I've been hankering for a little sea air for a while now, so on saturday I gave myself the space to stretch my legs and breathe in some salt and to think in a place where the wind could blow away my thoughts and the cold could cut through my densest reasoning.
I took the train to Cromer and walked, with the sea to my side, to Sheringham. For some reason I generally go from Sheringham to Cromer, cutting inland at West Runton, when I walk this stretch of coast. Funny how easy it is to get fixed in a habit. So for a small change I did it in reverse, which of course meant that I saw things differently, which maybe also allowed me an alternative view into my self too.

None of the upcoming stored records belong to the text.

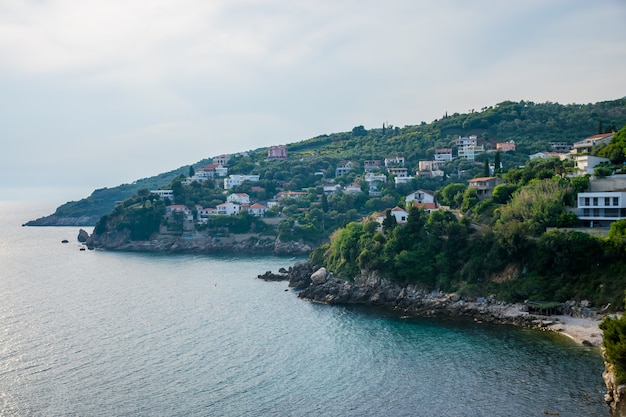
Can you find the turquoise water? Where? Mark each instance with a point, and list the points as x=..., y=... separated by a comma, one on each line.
x=93, y=333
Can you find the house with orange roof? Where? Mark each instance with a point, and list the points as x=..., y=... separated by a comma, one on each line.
x=484, y=185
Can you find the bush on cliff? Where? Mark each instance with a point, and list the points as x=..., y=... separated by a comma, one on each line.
x=614, y=341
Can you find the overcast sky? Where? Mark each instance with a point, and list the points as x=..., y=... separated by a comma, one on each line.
x=98, y=93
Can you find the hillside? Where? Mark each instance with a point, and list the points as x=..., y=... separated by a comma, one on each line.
x=533, y=126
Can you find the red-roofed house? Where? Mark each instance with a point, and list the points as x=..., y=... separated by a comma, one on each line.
x=258, y=210
x=240, y=198
x=484, y=185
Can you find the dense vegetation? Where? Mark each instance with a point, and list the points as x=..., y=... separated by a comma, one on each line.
x=498, y=245
x=614, y=341
x=533, y=126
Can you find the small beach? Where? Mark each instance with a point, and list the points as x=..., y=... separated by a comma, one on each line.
x=582, y=330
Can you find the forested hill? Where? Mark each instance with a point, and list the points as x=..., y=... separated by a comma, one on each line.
x=532, y=126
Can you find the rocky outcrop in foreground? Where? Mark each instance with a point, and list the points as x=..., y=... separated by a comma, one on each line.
x=52, y=220
x=319, y=285
x=120, y=241
x=616, y=394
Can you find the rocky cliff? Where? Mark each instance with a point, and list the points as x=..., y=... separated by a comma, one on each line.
x=370, y=289
x=53, y=220
x=616, y=394
x=195, y=243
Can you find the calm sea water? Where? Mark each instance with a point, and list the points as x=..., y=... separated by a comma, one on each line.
x=93, y=333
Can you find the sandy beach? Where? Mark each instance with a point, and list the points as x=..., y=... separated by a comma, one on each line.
x=582, y=330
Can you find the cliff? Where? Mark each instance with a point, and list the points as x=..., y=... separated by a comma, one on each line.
x=319, y=285
x=616, y=394
x=54, y=220
x=195, y=243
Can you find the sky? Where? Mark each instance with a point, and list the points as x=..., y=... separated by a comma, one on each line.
x=95, y=94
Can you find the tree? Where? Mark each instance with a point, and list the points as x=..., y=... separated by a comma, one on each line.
x=497, y=165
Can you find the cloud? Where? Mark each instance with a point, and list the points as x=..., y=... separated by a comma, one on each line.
x=157, y=85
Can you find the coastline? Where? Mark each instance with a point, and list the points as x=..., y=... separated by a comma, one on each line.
x=318, y=285
x=585, y=331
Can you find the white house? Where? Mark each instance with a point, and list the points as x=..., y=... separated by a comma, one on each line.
x=331, y=188
x=586, y=163
x=343, y=167
x=395, y=161
x=600, y=209
x=443, y=154
x=163, y=194
x=239, y=198
x=204, y=213
x=420, y=196
x=353, y=188
x=370, y=177
x=234, y=180
x=258, y=210
x=228, y=208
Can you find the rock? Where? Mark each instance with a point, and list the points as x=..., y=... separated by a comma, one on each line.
x=83, y=236
x=269, y=276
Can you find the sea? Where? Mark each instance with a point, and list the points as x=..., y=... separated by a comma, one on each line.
x=99, y=333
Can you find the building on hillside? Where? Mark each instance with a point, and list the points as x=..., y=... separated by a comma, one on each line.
x=432, y=168
x=204, y=213
x=396, y=161
x=398, y=172
x=331, y=188
x=258, y=210
x=290, y=194
x=600, y=209
x=372, y=165
x=239, y=198
x=420, y=196
x=586, y=163
x=163, y=194
x=560, y=147
x=377, y=178
x=228, y=209
x=468, y=147
x=586, y=145
x=234, y=180
x=484, y=186
x=353, y=188
x=505, y=146
x=277, y=152
x=343, y=167
x=221, y=159
x=545, y=155
x=443, y=154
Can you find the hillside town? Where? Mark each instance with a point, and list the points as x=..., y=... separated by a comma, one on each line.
x=603, y=203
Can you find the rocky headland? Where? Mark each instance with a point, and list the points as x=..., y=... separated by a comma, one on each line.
x=193, y=243
x=54, y=220
x=578, y=321
x=319, y=285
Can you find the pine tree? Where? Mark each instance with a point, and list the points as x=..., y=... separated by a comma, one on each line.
x=496, y=164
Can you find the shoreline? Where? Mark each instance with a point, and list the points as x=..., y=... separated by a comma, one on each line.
x=318, y=285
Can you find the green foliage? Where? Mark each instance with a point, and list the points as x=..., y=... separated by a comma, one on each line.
x=614, y=341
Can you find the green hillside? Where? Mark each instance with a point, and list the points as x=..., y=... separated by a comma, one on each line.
x=533, y=126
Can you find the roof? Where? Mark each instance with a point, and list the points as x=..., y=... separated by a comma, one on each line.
x=481, y=179
x=427, y=206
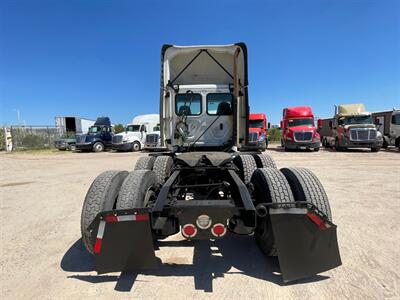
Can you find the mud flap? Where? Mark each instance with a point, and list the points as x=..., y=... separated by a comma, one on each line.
x=305, y=245
x=123, y=241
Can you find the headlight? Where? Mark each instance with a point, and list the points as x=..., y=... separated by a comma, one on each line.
x=261, y=138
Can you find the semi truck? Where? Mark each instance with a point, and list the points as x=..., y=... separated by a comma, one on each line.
x=325, y=132
x=298, y=129
x=134, y=136
x=258, y=130
x=98, y=137
x=69, y=127
x=352, y=127
x=388, y=124
x=208, y=184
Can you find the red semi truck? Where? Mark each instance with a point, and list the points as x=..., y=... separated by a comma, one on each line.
x=258, y=130
x=298, y=129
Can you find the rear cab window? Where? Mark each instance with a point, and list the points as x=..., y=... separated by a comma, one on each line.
x=188, y=104
x=219, y=104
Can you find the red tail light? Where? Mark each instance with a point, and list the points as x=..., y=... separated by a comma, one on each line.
x=189, y=230
x=218, y=230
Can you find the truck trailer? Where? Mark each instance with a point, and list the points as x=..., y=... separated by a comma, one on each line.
x=388, y=123
x=352, y=127
x=135, y=134
x=208, y=185
x=69, y=128
x=298, y=129
x=98, y=137
x=258, y=130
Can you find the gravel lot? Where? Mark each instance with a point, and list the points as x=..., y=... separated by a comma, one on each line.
x=42, y=255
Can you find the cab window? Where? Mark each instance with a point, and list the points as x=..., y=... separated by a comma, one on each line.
x=188, y=104
x=219, y=104
x=396, y=119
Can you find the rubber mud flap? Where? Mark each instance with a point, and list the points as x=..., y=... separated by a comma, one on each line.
x=123, y=241
x=303, y=248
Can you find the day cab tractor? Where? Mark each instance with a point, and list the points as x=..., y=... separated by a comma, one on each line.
x=298, y=129
x=208, y=184
x=258, y=130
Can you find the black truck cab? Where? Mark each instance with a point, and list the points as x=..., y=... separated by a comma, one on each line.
x=98, y=138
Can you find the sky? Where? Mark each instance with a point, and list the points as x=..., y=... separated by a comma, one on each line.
x=90, y=58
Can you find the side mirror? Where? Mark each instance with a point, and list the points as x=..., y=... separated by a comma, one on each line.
x=377, y=122
x=319, y=123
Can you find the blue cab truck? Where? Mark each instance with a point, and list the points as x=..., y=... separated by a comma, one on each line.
x=98, y=138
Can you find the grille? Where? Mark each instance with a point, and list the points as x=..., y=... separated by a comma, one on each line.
x=303, y=136
x=253, y=136
x=80, y=139
x=362, y=134
x=117, y=139
x=152, y=138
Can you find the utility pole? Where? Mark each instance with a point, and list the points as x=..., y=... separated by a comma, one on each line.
x=18, y=116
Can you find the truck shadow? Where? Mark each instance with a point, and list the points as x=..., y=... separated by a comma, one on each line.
x=211, y=260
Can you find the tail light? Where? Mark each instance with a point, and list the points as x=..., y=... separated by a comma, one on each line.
x=218, y=230
x=189, y=230
x=203, y=222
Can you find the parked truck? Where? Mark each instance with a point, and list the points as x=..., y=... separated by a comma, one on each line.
x=69, y=127
x=298, y=129
x=388, y=124
x=207, y=184
x=325, y=132
x=134, y=136
x=98, y=137
x=352, y=127
x=258, y=130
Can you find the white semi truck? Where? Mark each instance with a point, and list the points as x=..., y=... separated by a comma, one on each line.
x=388, y=123
x=134, y=136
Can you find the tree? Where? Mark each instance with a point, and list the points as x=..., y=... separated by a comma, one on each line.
x=119, y=128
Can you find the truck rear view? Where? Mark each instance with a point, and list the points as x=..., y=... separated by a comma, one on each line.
x=298, y=129
x=203, y=187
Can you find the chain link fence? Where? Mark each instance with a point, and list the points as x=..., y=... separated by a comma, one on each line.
x=33, y=137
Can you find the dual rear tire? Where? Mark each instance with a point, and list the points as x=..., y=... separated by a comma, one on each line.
x=282, y=186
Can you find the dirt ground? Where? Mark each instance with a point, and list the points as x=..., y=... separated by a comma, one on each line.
x=41, y=255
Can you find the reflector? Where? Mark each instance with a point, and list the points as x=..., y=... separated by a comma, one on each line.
x=189, y=230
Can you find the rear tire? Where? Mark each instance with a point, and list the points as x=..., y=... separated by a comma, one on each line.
x=337, y=146
x=137, y=189
x=270, y=186
x=247, y=165
x=101, y=196
x=98, y=147
x=135, y=146
x=264, y=161
x=145, y=163
x=163, y=167
x=307, y=187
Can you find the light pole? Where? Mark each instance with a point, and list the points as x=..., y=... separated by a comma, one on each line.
x=18, y=116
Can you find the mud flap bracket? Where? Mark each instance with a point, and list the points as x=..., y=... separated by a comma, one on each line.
x=304, y=248
x=123, y=241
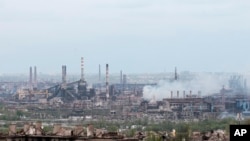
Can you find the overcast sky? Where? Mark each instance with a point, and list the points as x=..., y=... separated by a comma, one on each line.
x=136, y=36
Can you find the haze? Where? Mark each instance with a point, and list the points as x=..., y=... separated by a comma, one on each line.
x=136, y=36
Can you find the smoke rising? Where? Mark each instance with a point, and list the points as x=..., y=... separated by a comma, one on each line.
x=207, y=84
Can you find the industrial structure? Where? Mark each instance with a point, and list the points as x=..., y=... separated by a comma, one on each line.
x=125, y=100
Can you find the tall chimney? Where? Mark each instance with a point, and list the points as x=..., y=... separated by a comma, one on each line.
x=35, y=77
x=107, y=81
x=175, y=74
x=124, y=79
x=121, y=77
x=99, y=72
x=30, y=82
x=82, y=69
x=64, y=74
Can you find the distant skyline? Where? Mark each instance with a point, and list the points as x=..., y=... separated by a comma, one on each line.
x=135, y=36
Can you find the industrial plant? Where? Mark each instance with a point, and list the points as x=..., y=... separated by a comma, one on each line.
x=123, y=100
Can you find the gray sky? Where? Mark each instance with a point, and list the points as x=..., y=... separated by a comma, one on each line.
x=131, y=35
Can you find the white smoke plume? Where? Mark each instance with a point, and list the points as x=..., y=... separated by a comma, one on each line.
x=206, y=83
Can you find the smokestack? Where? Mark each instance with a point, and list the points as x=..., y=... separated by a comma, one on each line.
x=35, y=77
x=30, y=82
x=64, y=74
x=121, y=76
x=82, y=69
x=124, y=79
x=175, y=74
x=107, y=81
x=99, y=72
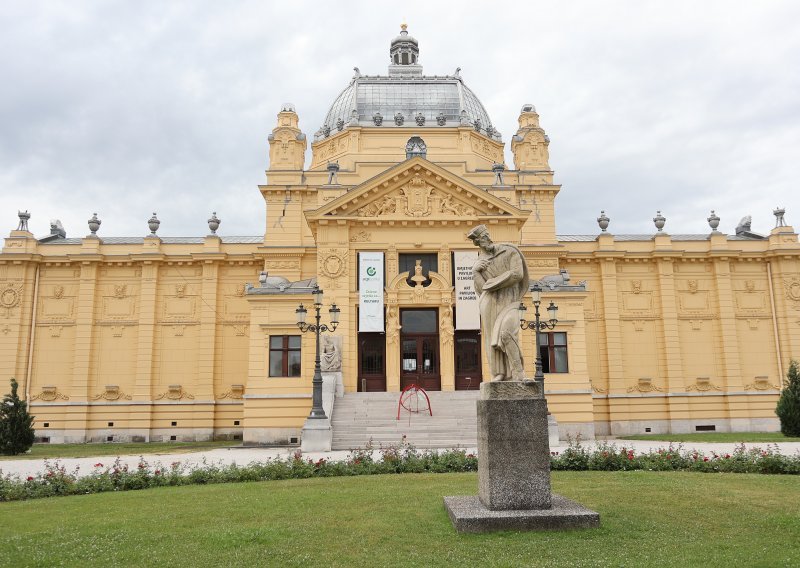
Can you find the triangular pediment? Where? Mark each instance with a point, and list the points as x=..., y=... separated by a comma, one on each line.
x=416, y=189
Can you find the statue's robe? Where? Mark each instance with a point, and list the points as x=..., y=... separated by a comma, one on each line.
x=501, y=287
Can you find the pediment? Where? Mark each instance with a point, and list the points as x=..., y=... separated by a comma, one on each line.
x=416, y=190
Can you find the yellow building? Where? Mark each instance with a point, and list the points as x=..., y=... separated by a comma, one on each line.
x=165, y=338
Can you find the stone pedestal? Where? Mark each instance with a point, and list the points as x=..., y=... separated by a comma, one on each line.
x=514, y=467
x=513, y=449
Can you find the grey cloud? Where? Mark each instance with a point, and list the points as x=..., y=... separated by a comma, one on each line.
x=126, y=108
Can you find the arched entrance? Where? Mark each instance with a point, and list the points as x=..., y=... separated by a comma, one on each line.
x=419, y=349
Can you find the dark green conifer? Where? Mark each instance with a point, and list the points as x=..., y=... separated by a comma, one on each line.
x=16, y=424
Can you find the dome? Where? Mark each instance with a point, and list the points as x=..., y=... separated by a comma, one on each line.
x=406, y=97
x=442, y=101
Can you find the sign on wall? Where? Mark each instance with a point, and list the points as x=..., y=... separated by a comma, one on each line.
x=370, y=291
x=467, y=314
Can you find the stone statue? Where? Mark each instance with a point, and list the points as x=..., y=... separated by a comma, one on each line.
x=501, y=281
x=331, y=355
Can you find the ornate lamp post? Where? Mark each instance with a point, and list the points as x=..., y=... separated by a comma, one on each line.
x=538, y=325
x=316, y=399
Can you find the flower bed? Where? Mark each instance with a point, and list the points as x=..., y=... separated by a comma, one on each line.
x=56, y=480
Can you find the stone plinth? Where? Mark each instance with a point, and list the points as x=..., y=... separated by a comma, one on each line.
x=469, y=515
x=514, y=467
x=513, y=450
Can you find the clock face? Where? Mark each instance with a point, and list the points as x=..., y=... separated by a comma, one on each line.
x=333, y=265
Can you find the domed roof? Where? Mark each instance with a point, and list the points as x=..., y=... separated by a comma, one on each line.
x=423, y=101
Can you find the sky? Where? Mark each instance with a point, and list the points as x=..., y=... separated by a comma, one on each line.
x=126, y=108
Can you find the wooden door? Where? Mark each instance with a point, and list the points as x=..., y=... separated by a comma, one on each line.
x=467, y=350
x=371, y=362
x=419, y=349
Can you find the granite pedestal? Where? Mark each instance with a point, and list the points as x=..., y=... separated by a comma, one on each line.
x=514, y=467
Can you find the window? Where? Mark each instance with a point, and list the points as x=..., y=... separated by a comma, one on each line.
x=284, y=356
x=553, y=350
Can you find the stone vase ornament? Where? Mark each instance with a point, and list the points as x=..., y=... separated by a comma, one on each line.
x=603, y=220
x=94, y=225
x=659, y=221
x=713, y=221
x=153, y=223
x=213, y=223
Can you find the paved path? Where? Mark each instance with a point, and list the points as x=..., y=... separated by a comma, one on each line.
x=243, y=456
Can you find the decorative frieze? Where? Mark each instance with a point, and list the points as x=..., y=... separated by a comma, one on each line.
x=174, y=392
x=645, y=385
x=111, y=393
x=49, y=394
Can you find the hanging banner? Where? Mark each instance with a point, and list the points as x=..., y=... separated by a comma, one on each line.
x=370, y=291
x=467, y=313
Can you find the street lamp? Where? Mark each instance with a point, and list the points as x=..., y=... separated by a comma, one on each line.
x=538, y=325
x=316, y=399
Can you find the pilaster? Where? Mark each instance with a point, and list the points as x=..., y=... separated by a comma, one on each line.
x=141, y=415
x=674, y=379
x=84, y=319
x=613, y=332
x=208, y=331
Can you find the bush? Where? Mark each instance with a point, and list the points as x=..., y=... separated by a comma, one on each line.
x=788, y=408
x=16, y=424
x=55, y=480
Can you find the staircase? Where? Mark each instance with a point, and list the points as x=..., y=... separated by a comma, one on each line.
x=361, y=417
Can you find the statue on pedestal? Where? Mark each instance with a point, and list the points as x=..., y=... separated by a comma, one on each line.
x=501, y=281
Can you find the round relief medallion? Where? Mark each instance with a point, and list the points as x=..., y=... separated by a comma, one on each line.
x=332, y=265
x=9, y=298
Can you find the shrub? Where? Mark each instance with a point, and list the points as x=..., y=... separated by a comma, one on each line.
x=16, y=424
x=788, y=408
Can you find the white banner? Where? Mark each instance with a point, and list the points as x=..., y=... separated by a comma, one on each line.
x=370, y=291
x=467, y=313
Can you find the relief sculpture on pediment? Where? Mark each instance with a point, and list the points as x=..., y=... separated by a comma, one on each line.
x=417, y=199
x=417, y=195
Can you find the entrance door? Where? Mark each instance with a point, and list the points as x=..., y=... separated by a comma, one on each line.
x=371, y=362
x=419, y=349
x=469, y=372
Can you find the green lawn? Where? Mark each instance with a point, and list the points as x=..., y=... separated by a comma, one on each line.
x=41, y=451
x=648, y=519
x=735, y=437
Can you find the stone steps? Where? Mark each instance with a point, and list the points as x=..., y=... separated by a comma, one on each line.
x=363, y=418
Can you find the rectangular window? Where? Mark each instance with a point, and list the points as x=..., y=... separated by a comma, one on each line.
x=284, y=356
x=553, y=350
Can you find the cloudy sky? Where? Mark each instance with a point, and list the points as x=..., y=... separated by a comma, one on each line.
x=126, y=108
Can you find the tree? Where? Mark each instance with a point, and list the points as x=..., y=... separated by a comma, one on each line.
x=16, y=424
x=788, y=409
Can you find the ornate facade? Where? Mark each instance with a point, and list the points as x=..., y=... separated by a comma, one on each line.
x=175, y=338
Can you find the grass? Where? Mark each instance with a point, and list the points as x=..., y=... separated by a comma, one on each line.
x=734, y=437
x=648, y=519
x=42, y=451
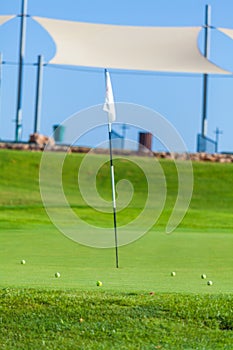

I've been wondering who I am of late. A beach walk with photographs to prove my existence in a time and place perhaps offers me something more substantial than my ongoing life which feels insecure. Maybe it is the lack of witness that makes it feel that way.
I know that doubt and uncertainty are often creative fields to plough but with the sense of possibility comes also fear, fear of the unknown, fear of change and fear of making a mistake. I'm a bit prone to fear. It is a feeling that I battle in situations that don't require fear at all. Battling with that level of anxiety is quite disabling.
I'm not quite sure why that has come up whilst writing this blog post, which is nominally about a walk on a beach, but I think maybe it is pertinent to my being, my work, my integrity, and who I am, so I'll leave it in and make a casual assumption that blogs are alot like diaries and not read by many people other than the writer.
This photo is my favourite from my walk. It is looking back at Cromer pier from some distance and I like the reflections of the sky and cliffs on the wet sand.